Une rondelle a dévié sur une tige près des portes de la Zamboni mardi soir au Centre Bell, a glissé derrière Jakub Dobes et a donné aux Sabres le but qui a ramené le score à 2 à 2 contre le Canadien. Le tir de Tage Thompson visait simplement à placer la rondelle en fond de territoire du Canadien en supériorité numérique, mais le rebond a tout changé d’un coup.
Le but a fini par peser lourd dans la victoire éventuelle de Buffalo, et il a relancé une vieille conversation sur un coin de patinoire que les gens de métier considèrent comme l’un des plus délicats. Patrick Couture et Yanick Beauchemin ont tous deux identifié l’endroit, près des portes de la Zamboni, comme la source du rebond capricieux qui a trompé Dobes.
Ce détail compte parce qu’il ne s’agit pas d’un simple hasard malheureux pour un gardien. Les portes de la Zamboni sont munies de pentures et d’un loquet de fermeture, et une tige d’aluminium solidifie la baie vitrée à cet endroit. Mais ces portes ouvrent souvent durant un match, ce qui fait que les panneaux de la baie vitrée ne sont pas solidifiés dans les joints supérieurs comme les autres. Autrement dit, ce coin travaille différemment du reste de la glace.
Couture, qui connaît ce type de ricochet mieux que la plupart des observateurs, a résumé la chose sans détour: « Les portes de la Zamboni, c’est toujours l’endroit critique autour d’une patinoire ». Il a aussi expliqué que la fermeture reste toujours problématique, car il peut y avoir de l’accumulation de glace ou de neige sur la surface et dans le mécanisme des portes. « Le gel et le dégel, le chaud et le froid peuvent faire en sorte qu’elles ferment mal. Une petite différence de rien et la rondelle dévie », a-t-il dit.

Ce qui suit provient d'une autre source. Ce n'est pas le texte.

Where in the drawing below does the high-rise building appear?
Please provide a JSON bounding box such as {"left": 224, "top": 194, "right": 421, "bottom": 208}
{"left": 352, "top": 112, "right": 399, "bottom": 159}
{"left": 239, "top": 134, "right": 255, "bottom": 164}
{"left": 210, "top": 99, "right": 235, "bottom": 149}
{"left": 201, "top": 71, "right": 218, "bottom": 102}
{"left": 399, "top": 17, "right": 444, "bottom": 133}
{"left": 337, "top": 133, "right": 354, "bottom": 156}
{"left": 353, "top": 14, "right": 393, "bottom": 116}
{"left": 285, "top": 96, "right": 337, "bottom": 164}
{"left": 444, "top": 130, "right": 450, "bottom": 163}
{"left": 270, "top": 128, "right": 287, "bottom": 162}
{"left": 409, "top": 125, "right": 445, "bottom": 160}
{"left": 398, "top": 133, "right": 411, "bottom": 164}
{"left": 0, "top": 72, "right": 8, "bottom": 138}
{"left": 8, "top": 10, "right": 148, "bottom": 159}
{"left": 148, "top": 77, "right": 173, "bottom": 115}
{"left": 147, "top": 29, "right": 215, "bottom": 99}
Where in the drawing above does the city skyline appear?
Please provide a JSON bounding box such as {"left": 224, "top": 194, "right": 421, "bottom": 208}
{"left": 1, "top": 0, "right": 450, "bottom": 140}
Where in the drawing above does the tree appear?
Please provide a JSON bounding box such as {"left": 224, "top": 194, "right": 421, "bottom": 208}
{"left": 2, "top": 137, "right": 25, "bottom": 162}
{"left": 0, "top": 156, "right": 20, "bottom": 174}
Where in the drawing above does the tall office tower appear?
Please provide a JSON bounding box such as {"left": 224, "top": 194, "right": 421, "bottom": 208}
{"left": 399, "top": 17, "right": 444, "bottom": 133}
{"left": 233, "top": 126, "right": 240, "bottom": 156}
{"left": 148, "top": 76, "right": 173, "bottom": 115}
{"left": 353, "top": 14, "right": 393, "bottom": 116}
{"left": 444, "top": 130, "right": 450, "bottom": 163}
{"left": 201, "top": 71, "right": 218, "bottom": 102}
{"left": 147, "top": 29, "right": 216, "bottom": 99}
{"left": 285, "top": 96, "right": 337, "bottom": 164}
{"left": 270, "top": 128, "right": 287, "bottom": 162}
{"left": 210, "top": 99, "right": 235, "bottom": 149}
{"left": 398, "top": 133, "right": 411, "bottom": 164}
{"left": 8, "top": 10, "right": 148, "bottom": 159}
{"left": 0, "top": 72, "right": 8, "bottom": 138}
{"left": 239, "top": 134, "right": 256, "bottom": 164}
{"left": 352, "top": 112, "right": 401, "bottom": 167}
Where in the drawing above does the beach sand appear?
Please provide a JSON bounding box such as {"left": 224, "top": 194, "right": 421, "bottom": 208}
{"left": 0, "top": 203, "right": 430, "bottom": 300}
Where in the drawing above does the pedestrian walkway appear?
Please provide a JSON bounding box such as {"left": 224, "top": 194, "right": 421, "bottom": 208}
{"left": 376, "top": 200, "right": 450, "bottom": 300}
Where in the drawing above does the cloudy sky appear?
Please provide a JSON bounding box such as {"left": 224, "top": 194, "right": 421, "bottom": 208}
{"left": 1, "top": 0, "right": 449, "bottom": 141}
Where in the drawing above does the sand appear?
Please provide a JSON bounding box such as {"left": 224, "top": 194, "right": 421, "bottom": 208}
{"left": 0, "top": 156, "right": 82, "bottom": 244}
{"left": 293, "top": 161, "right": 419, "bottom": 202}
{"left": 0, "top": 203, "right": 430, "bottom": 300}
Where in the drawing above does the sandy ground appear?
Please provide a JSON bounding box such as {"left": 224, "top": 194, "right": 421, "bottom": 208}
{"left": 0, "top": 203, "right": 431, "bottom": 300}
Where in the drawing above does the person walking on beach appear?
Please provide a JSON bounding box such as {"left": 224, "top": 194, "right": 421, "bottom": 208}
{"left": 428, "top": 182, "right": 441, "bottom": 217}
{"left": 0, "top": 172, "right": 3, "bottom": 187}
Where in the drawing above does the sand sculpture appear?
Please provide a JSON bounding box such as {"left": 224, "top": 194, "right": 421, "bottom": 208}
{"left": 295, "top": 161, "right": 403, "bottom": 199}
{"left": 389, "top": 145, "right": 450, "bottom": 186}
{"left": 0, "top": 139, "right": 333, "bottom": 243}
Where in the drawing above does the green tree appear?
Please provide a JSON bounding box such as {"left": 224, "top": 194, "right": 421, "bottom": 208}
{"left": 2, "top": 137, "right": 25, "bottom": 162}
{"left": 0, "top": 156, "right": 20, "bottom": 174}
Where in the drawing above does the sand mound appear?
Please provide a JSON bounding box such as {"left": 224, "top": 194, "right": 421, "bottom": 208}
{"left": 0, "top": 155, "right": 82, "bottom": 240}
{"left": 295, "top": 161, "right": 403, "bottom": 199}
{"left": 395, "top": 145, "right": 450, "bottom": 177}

Beauchemin a tenu un discours semblable et a insisté sur la fragilité de cette zone dans tous les amphithéâtres. « C’est l’endroit le plus vulnérable de la patinoire. C’est l’enjeu dans tous les arénas, que ce soit à Montréal, Buffalo ou Tampa Bay », a-t-il dit, ajoutant: « À cet endroit problématique, il faudrait une pièce à la jonction ». Pour lui, le coin des portes de la Zamboni est un point de rupture connu, pas une anomalie isolée.
Couture dit avoir déjà vu un scénario semblable en 1998, pendant les séries de ses Remparts de Québec contre l’Océanic de Rimouski dans la LHJMQ. L’épisode prend une autre couleur avec le rappel que Vincent Lecavalier était alors conseiller spécial du Canadien et s’alignait chez l’Océanic à cette époque. Le souvenir montre surtout qu’un détail de construction peut revenir hanter une équipe des années plus tard, au même endroit ou presque.
Le score canadien a donc été renversé mardi par une action qui n’avait, à première vue, rien d’exceptionnel: un tir en supériorité numérique, une tige, puis une rondelle devenue imprévisible. Mais le jeu a mis en lumière une faiblesse bien connue des personnes qui travaillent autour des glaces. Et tant que ce coin restera aussi exposé, le prochain rebond gênant n’aura rien d’impossible.